The 103kg, 188cm (6ft 2in), super heavyweight amateur boxer has only lost two fights in 13 matches so far in his boxing career.
Those two losses wereby split decision against the reigning New Zealand champion, 35-year-old Jordan Collins, from Wellington.
He attended New Plymouth Boys’ High School, where he played for the First XV as a winger and went on to be selected for the New Zealand Māori Under-18, Chiefs Under-20 and Taranaki Development teams.
After the 2022 season, Barlow stepped away from rugby to follow his true passion, which was combat sports.
“A big thing that was always said in the [rugby] development camps was around if you don’t love what you are doing, then you’re not going to make it,” he said.
“What I came to understand at the end of that process was that I’d rather be a poor fighter than a rich rugby player.
“I’d rather just be doing what I love to do and I came to that conclusion right as I was knocking on the door with rugby.”
Barlow used to kickbox when he was a child and was an amateur Muay Thai fighter “on the side” for most of his life.
At the start of 2025, he quit his job to focus on boxing.
Barlow has spent the past three years in Whanganui and has been training at the Marton Boxing Club for the past 18 months.
He said he had surprised himself, and the people around him with his first year of competitive boxing.
“One thing I learned in rugby was how to apply myself, and that was for a sport that I didn’t want to do, so now my commitment and intensity of attention is so much greater,” Barlow said.
After he conquered his fear of the ring, it was difficult not to “go the other way” by being too energetic and eager, he said.
His two losses to Collins were “absolutely necessary” to progress to where he was now.
“After I lost, it was a nice reset.

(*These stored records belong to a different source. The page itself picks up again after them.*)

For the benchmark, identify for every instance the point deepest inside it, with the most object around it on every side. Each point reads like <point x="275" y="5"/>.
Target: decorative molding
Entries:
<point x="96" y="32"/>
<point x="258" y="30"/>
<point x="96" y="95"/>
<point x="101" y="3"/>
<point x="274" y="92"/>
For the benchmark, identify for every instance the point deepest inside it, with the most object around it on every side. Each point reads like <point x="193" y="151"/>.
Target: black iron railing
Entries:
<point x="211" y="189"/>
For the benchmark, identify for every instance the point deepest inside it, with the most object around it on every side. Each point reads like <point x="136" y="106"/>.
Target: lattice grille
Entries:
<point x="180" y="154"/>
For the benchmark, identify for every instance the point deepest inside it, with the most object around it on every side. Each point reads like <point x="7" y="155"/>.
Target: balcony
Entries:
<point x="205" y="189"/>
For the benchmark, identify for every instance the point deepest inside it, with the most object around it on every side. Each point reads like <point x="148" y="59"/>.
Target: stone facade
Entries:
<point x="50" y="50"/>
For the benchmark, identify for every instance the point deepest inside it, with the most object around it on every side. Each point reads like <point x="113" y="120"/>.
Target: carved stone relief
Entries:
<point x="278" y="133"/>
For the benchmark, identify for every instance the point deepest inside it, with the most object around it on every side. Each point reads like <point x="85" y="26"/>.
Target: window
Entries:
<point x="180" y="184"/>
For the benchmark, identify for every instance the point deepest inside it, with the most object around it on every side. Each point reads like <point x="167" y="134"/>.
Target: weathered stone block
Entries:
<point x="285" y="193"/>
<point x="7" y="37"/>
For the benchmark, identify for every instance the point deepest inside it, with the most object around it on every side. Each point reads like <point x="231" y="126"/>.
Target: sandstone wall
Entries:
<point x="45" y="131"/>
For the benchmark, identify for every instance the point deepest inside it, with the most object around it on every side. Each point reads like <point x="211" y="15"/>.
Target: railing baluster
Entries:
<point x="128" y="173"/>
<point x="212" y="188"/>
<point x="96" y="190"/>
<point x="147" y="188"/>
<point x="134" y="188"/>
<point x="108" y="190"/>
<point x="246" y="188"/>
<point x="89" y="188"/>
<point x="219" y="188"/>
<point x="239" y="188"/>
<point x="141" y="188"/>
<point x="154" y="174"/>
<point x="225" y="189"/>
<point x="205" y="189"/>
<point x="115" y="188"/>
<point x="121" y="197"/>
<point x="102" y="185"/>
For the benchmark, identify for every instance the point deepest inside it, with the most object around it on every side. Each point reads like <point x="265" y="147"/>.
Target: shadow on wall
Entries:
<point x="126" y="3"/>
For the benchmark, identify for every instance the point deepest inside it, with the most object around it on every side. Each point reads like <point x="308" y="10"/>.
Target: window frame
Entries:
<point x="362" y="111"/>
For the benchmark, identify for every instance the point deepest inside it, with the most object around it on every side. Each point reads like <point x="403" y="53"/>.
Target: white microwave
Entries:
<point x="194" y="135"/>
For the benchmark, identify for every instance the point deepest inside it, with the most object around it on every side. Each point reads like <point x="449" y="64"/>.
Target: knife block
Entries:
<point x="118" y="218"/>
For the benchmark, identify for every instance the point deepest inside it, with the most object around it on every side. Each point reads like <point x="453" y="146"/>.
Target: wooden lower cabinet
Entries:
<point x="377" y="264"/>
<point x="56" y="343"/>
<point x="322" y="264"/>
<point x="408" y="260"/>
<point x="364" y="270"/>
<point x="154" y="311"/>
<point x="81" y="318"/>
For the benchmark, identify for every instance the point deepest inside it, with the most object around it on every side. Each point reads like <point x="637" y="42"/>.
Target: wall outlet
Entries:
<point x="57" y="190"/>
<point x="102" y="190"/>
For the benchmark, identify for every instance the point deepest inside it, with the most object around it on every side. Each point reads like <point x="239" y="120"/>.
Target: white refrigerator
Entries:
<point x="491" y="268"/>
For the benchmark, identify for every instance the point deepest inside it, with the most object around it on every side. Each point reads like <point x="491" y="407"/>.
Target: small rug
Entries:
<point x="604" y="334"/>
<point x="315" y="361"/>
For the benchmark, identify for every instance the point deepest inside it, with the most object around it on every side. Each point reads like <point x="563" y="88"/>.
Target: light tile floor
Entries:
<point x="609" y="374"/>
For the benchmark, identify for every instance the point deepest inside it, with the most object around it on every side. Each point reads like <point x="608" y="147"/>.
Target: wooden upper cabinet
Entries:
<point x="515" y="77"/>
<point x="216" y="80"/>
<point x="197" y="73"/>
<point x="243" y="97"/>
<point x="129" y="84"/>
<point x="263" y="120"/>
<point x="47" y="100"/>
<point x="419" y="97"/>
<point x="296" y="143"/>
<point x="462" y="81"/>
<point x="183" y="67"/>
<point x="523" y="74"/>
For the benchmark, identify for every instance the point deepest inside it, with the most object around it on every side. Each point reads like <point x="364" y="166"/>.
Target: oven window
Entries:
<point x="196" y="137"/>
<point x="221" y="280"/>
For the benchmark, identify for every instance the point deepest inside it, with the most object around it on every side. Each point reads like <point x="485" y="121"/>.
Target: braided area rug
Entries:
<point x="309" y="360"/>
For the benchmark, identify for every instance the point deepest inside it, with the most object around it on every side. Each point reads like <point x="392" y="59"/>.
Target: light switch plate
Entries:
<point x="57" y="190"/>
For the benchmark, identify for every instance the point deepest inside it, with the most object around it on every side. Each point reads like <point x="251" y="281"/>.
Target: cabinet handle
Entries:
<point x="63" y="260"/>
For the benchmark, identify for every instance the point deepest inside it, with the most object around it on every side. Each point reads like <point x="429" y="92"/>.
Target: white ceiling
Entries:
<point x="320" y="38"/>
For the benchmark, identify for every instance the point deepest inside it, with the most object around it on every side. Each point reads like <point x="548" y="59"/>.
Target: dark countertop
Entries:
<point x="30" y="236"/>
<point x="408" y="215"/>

It purged away all of my old ego that I was bringing with me,” he said.
Barlow said he wasn't getting the same enjoyment from playing rugby. Photo / Fin Ocheduszko Brown
In early December, the 24-year-old beat Collins in the 2026 New Zealand Commonwealth Games boxing trials.
“I need to live my life and dream; I’ll do it until I die,” he said.
“I’ll never give up on the stuff that I care about, it’s one way or no way for me, and this is the way.”
Representing the country would be the ultimate “thank you” to the people who have supported him and his coaches, Lewis Lye and Collin Smith.
“I couldn’t do it by myself, the performance is done individually but the growth and training that you need, you couldn’t do by yourself,” Barlow said.
“I feel like the best way I can give my thanks is by doing something with myself.